4.2 A formal analysis of the development of cau

Having laid out the relevant background assumptions, we can now consider the status of cau at the more conservative stage. In the initial grammatical system, attested in the nineteenth century, cau is a phonologically reduced form of nacáu ‘refuse’, a control verb of a familiar type. The structure is therefore biclausal, as given in (35), representing a typical example sentence such as (36).

    1. (35)
    1. (36)
    1. Mae
    2. be.PRS.3SG
    1. Aled
    2. Aled
    1. (yn)
    2. PROG
    1. cau
    2. refuse.INF
    1. dawnsio.
    2. dance.INF
    1. ‘Aled is refusing to dance.’

In this grammar, cau itself has full argument structure, introducing an agent external argument, Aled, in Spec, AspP/vP in (35). By projecting an agent, it imposes the usual semantic restrictions on this argument, namely that it is volitional and thus capable of functioning as an agent. Each of the two clauses has its own independent polarity value. Formally, polarity is represented in (35) by a polarity projection PolP, whose head bears the feature [–NEG]. Negative concord on the finite verb is treated as the morphological reflex of a polarity feature on T. Cau is a semantically adversative predicate with negative connotations, comparable to adversative predicates in English such as refuse, deny, be afraid to, be reluctant to (Klima 1964: 313–14), which license negative polarity items in their complements. However, it is not grammatically negative and therefore does not trigger negative concord within its clause: polarity items are semantically licensed, while negative concord is based on a syntactic configuration. The Pol head in the main clause in (35) is therefore marked as [–NEG]. The unvalued Pol feature on the auxiliary in T agrees with this, taking the value [Pol: –NEG], before itself moving to C. The spellout of the auxiliary is therefore the [–NEG] form, mae.

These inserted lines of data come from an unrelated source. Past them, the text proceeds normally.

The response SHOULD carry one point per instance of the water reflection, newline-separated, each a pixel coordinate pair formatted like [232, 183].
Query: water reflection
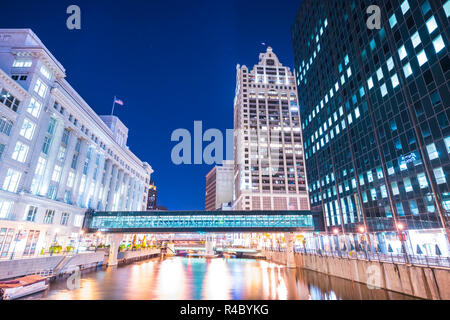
[224, 279]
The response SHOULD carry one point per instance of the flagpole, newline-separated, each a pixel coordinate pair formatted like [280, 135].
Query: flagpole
[114, 103]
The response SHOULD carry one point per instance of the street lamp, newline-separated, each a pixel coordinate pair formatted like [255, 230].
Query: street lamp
[80, 235]
[402, 238]
[17, 239]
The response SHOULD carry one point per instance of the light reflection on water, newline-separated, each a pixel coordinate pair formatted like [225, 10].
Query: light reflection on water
[210, 279]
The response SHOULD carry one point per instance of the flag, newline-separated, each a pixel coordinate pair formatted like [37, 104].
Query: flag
[118, 101]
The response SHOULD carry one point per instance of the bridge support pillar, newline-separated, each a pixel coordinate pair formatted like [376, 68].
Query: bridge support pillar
[210, 243]
[114, 244]
[290, 258]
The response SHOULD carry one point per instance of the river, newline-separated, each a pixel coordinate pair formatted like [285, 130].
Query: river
[178, 278]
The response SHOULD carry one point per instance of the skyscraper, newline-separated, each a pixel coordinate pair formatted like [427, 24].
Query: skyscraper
[219, 186]
[58, 158]
[269, 164]
[375, 116]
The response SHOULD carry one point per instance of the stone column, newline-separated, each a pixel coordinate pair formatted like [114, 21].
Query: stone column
[114, 243]
[210, 243]
[290, 258]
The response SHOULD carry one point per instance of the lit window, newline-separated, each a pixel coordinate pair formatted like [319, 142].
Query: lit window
[373, 193]
[390, 64]
[56, 173]
[423, 183]
[27, 130]
[370, 83]
[383, 191]
[439, 175]
[383, 90]
[402, 52]
[22, 63]
[432, 152]
[407, 70]
[405, 6]
[438, 44]
[20, 152]
[395, 190]
[447, 8]
[431, 25]
[379, 74]
[395, 81]
[40, 88]
[369, 176]
[393, 20]
[447, 142]
[422, 58]
[34, 108]
[11, 181]
[45, 72]
[415, 39]
[408, 185]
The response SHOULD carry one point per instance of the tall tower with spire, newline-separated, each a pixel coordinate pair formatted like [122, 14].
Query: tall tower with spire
[269, 169]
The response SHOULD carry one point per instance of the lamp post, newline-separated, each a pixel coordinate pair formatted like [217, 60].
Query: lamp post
[402, 238]
[80, 235]
[17, 239]
[336, 239]
[363, 239]
[54, 242]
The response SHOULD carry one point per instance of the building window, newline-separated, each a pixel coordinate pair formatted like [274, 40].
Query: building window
[27, 130]
[405, 6]
[5, 208]
[31, 215]
[402, 53]
[9, 100]
[5, 126]
[431, 25]
[432, 152]
[415, 39]
[423, 183]
[422, 58]
[408, 186]
[407, 70]
[56, 173]
[11, 182]
[40, 88]
[20, 152]
[393, 20]
[34, 108]
[49, 215]
[438, 44]
[439, 175]
[395, 190]
[46, 145]
[45, 72]
[64, 218]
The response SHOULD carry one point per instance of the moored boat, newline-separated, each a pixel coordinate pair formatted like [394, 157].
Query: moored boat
[21, 287]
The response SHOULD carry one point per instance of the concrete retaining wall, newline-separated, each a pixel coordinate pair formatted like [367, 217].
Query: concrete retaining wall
[16, 268]
[422, 282]
[129, 256]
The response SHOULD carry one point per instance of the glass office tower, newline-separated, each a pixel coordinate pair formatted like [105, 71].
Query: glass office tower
[375, 110]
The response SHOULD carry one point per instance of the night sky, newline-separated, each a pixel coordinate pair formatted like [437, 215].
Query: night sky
[171, 62]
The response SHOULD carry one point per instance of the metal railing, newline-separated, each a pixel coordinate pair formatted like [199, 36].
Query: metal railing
[419, 260]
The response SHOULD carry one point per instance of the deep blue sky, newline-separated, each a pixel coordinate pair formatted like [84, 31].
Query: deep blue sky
[171, 62]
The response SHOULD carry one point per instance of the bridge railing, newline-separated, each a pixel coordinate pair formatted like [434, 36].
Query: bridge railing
[419, 260]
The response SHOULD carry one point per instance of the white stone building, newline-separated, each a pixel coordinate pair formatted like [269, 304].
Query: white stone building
[269, 156]
[58, 158]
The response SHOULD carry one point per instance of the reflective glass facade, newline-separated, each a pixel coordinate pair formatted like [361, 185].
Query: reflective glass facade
[375, 110]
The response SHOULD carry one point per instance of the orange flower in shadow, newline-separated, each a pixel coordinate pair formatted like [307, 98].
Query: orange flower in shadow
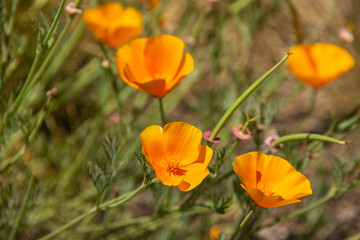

Finally, the structure is a biclausal control structure. This is represented as a second predication in a complement AspP/vP with PRO as the external argument of dawnsio ‘dance’. Nothing crucial, however, depends on the exact representation of control and additional functional projections in the complement or a movement analysis of control (Hornstein 1999) could be accommodated without changing the essential intuition.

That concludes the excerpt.